“Devil in the Room” Song Premiere
True to the sprawling experimental vision behind Emil Werstler’s Verlorener album, the video for its first single, “Devil in the Room,” was pieced together from found footage from many decades ago, interspersed with shots of Werstler on guitar.
“I went down to Atlanta and did a 14-hour shoot on a Sunday, and they had what they needed. It’s cool to see something that ancient—that digitized found footage—with glitching and all this weird stuff happening. The footage is a mixture of 35 mm, 16 mm, and 8 mm test film, with models and actors, combined with recently found 8 mm reels the director’s grandfather shot in the ’40s, ’50s, and ’60s. They embody the Americana era that no longer exists and wasn’t as quaint as it seemed underneath the surface. Although this era is often the collective, romantic fantasy, we can neither recreate it, nor do we truly crave that way of living 50 years later. We all have the capability to be the devil in the room in our personal relationships as they fall to pieces.”
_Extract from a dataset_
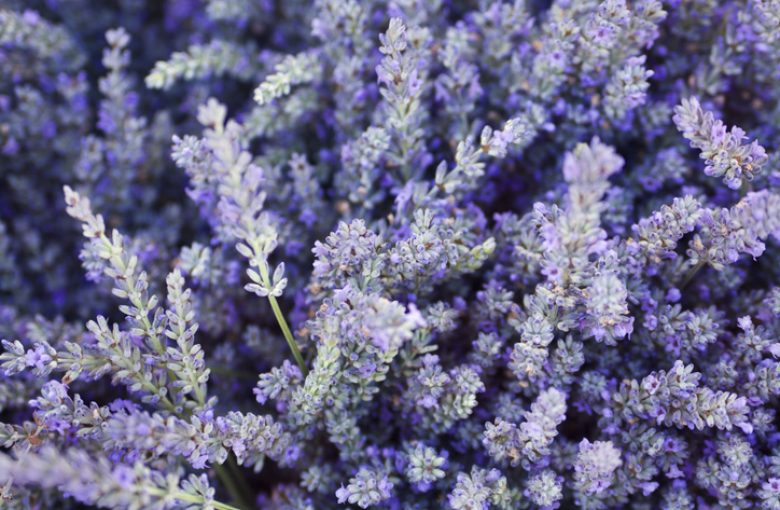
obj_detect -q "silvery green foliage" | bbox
[0,0,780,510]
[574,439,623,494]
[674,97,767,189]
[336,468,393,508]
As for the music, the song takes its own distinctive path, departing from not just metal conventions but all genre restrictions. It’s just guitar, cellos, beats, and the sound of a person breathing. “That was Alastair Sims,” says Werstler. “He came in to do whatever he could to help me finish the record.” That included engineering the guitar tracks, assisting with production, and adding beats and programming. “Alastair was like, ‘I’ve got an idea, let’s roll with it,’ and I was like ‘I see what you’re doing and this is perfect because that just opens up more narrative for the music video.’ I can’t listen to music if it doesn’t go somewhere—it has to have a narrative.
“I also had a train recorded on my phone, and I knew it was going to pivot between the train noise and the recording of a door opening, which was the door in the house I lived in at the time. There was a lot of field recording on that song, now that I think about it.”